Sentence Detection in Somali Text

Description

SentenceDetectorDL (SDDL) is based on a general-purpose neural network model for sentence boundary detection. The task of sentence boundary detection is to identify sentences within a text. Many natural language processing tasks take a sentence as an input unit, such as part-of-speech tagging, dependency parsing, named entity recognition or machine translation.

Download

How to use

documenter = DocumentAssembler()\
    .setInputCol("text")\
    .setOutputCol("document")
    
sentencerDL = SentenceDetectorDLModel\
  .pretrained("sentence_detector_dl", "so") \
  .setInputCols(["document"]) \
  .setOutputCol("sentences")

sd_model = LightPipeline(PipelineModel(stages=[documenter, sentencerDL]))
sd_model.fullAnnotate("""Raadinta il weyn oo ka mid ah cutubyada akhriska Ingiriisiga? Waxaad timid meeshii saxda ahayd Sida laga soo xigtay daraasad dhowaan la sameeyay, caadadii wax -akhriska ee dhallinyarada maanta ayaa si degdeg ah hoos ugu dhacaysa. Waxay diiradda saari karin cutubka akhriska Ingiriisiga ee la siiyay wax ka badan dhowr ilbiriqsi! Sidoo kale, akhrintu waxay ahayd qayb muhiim ah oo ka mid ah dhammaan imtixaannada tartanka. Haddaba, sidee u hagaajin kartaa xirfadahaaga akhriska? Jawaabta su'aashan dhab ahaantii waa su'aal kale: Waa maxay isticmaalka xirfadaha akhriska? Ujeeddada ugu weyn ee wax -akhrisku waa 'macno samayn'.""")



val documenter = DocumentAssembler()
    .setInputCol("text")
    .setOutputCol("document")

val model = SentenceDetectorDLModel.pretrained("sentence_detector_dl", "so")
	.setInputCols(Array("document"))
	.setOutputCol("sentence")

val pipeline = new Pipeline().setStages(Array(documenter, model))
val data = Seq("Raadinta il weyn oo ka mid ah cutubyada akhriska Ingiriisiga?

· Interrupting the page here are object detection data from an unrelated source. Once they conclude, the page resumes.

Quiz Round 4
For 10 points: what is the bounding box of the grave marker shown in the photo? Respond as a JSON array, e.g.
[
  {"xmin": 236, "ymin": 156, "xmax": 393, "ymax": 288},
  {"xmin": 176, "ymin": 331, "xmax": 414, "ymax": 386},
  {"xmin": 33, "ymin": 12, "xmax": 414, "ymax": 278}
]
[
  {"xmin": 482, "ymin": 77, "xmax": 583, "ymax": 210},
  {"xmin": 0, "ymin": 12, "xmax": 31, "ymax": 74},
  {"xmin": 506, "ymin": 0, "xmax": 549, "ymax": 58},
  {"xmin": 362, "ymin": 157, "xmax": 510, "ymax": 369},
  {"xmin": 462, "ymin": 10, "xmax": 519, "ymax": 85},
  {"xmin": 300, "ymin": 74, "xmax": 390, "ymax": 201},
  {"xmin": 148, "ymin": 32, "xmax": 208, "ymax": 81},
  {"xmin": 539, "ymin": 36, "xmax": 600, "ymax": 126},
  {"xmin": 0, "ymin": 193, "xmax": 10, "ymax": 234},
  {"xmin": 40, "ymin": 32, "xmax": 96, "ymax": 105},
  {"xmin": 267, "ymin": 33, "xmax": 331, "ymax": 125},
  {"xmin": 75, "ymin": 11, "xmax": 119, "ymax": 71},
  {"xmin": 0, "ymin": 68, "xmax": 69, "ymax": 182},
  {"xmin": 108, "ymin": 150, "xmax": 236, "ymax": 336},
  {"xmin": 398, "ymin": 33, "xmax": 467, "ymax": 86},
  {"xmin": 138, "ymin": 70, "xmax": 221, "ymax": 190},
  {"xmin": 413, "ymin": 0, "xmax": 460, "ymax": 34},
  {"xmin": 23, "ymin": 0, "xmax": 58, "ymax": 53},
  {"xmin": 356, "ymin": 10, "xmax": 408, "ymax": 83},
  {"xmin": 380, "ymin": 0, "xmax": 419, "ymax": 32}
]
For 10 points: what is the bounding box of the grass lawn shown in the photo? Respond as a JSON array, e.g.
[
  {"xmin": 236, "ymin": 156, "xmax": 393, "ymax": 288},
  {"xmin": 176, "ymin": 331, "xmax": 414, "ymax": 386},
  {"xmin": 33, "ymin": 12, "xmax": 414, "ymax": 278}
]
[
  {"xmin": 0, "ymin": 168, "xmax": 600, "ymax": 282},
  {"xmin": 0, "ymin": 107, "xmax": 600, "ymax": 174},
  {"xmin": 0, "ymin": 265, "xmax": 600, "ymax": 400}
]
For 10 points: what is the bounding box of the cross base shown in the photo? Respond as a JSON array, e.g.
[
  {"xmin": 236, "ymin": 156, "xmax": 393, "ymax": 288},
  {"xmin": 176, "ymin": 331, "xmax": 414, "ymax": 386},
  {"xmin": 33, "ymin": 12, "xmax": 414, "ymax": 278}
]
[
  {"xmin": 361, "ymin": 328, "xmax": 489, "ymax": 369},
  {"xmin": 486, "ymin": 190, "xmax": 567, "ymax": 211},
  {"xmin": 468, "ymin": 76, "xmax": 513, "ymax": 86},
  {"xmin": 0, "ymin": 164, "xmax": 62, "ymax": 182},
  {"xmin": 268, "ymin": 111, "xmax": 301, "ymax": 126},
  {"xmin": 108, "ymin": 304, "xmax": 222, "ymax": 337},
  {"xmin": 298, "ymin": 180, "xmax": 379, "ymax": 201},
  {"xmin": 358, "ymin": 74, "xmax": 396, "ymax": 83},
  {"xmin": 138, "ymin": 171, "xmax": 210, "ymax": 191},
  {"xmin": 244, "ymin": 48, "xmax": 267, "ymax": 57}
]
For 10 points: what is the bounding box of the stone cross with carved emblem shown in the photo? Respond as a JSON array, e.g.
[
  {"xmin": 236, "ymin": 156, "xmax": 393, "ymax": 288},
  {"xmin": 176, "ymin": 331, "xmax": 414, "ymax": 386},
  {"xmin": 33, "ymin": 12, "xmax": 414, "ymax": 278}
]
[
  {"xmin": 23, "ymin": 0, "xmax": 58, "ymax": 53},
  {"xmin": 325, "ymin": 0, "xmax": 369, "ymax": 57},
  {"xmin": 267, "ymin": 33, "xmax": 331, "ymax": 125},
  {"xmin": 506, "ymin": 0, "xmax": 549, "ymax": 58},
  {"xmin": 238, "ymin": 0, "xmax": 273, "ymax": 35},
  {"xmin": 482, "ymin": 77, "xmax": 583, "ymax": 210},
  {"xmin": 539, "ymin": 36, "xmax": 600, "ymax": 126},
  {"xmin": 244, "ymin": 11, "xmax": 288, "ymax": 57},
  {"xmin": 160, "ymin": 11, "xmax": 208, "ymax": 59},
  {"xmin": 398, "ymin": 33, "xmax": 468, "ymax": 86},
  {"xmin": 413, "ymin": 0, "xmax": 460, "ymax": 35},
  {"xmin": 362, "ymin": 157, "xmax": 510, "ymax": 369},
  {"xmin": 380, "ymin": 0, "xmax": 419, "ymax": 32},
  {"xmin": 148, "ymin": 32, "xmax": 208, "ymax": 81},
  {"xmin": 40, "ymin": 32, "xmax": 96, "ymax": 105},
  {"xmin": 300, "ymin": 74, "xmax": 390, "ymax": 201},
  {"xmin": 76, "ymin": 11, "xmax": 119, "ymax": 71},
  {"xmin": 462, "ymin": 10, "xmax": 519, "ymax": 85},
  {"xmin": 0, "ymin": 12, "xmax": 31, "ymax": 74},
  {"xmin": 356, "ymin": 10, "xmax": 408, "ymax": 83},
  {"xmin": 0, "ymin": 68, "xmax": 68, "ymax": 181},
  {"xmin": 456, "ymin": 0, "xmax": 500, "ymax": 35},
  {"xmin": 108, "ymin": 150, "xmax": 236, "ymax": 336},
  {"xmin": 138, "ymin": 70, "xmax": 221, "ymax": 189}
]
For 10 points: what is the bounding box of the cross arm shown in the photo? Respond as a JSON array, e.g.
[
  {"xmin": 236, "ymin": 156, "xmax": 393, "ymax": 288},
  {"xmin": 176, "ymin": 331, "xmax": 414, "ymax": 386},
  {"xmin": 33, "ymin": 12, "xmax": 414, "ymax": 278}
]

Waxaad timid meeshii saxda ahayd Sida laga soo xigtay daraasad dhowaan la sameeyay, caadadii wax -akhriska ee dhallinyarada maanta ayaa si degdeg ah hoos ugu dhacaysa. Waxay diiradda saari karin cutubka akhriska Ingiriisiga ee la siiyay wax ka badan dhowr ilbiriqsi! Sidoo kale, akhrintu waxay ahayd qayb muhiim ah oo ka mid ah dhammaan imtixaannada tartanka. Haddaba, sidee u hagaajin kartaa xirfadahaaga akhriska? Jawaabta su'aashan dhab ahaantii waa su'aal kale: Waa maxay isticmaalka xirfadaha akhriska? Ujeeddada ugu weyn ee wax -akhrisku waa 'macno samayn'.").toDF("text")
val result = pipeline.fit(data).transform(data)
nlu.load('so.sentence_detector').predict("Raadinta il weyn oo ka mid ah cutubyada akhriska Ingiriisiga? Waxaad timid meeshii saxda ahayd Sida laga soo xigtay daraasad dhowaan la sameeyay, caadadii wax -akhriska ee dhallinyarada maanta ayaa si degdeg ah hoos ugu dhacaysa. Waxay diiradda saari karin cutubka akhriska Ingiriisiga ee la siiyay wax ka badan dhowr ilbiriqsi! Sidoo kale, akhrintu waxay ahayd qayb muhiim ah oo ka mid ah dhammaan imtixaannada tartanka. Haddaba, sidee u hagaajin kartaa xirfadahaaga akhriska? Jawaabta su'aashan dhab ahaantii waa su'aal kale: Waa maxay isticmaalka xirfadaha akhriska? Ujeeddada ugu weyn ee wax -akhrisku waa 'macno samayn'.", output_level ='sentence')  

Results

+-------------------------------------------------------------------------------------------------------------------------------------------------------------------------+
|result                                                                                                                                                                   |
+-------------------------------------------------------------------------------------------------------------------------------------------------------------------------+
|[Raadinta il weyn oo ka mid ah cutubyada akhriska Ingiriisiga?]                                                                                                          |
|[Waxaad timid meeshii saxda ahayd Sida laga soo xigtay daraasad dhowaan la sameeyay, caadadii wax -akhriska ee dhallinyarada maanta ayaa si degdeg ah hoos ugu dhacaysa.]|
|[Waxay diiradda saari karin cutubka akhriska Ingiriisiga ee la siiyay wax ka badan dhowr ilbiriqsi!]                                                                     |
|[Sidoo kale, akhrintu waxay ahayd qayb muhiim ah oo ka mid ah dhammaan imtixaannada tartanka.]                                                                           |
|[Haddaba, sidee u hagaajin kartaa xirfadahaaga akhriska?]                                                                                                                |
|[Jawaabta su'aashan dhab ahaantii waa su'aal kale:]                                                                                                                      |
|[Waa maxay isticmaalka xirfadaha akhriska?]                                                                                                                              |
|[Ujeeddada ugu weyn ee wax -akhrisku waa 'macno samayn'.]                                                                                                                |
+-------------------------------------------------------------------------------------------------------------------------------------------------------------------------+


Model Information

Model Name: sentence_detector_dl
Compatibility: Spark NLP 3.2.0+
License: Open Source
Edition: Official
Input Labels: [document]
Output Labels: [sentences]
Language: so

Benchmarking

Accuracy:      0.98
Recall:        1.00
Precision:     0.96
F1:            0.98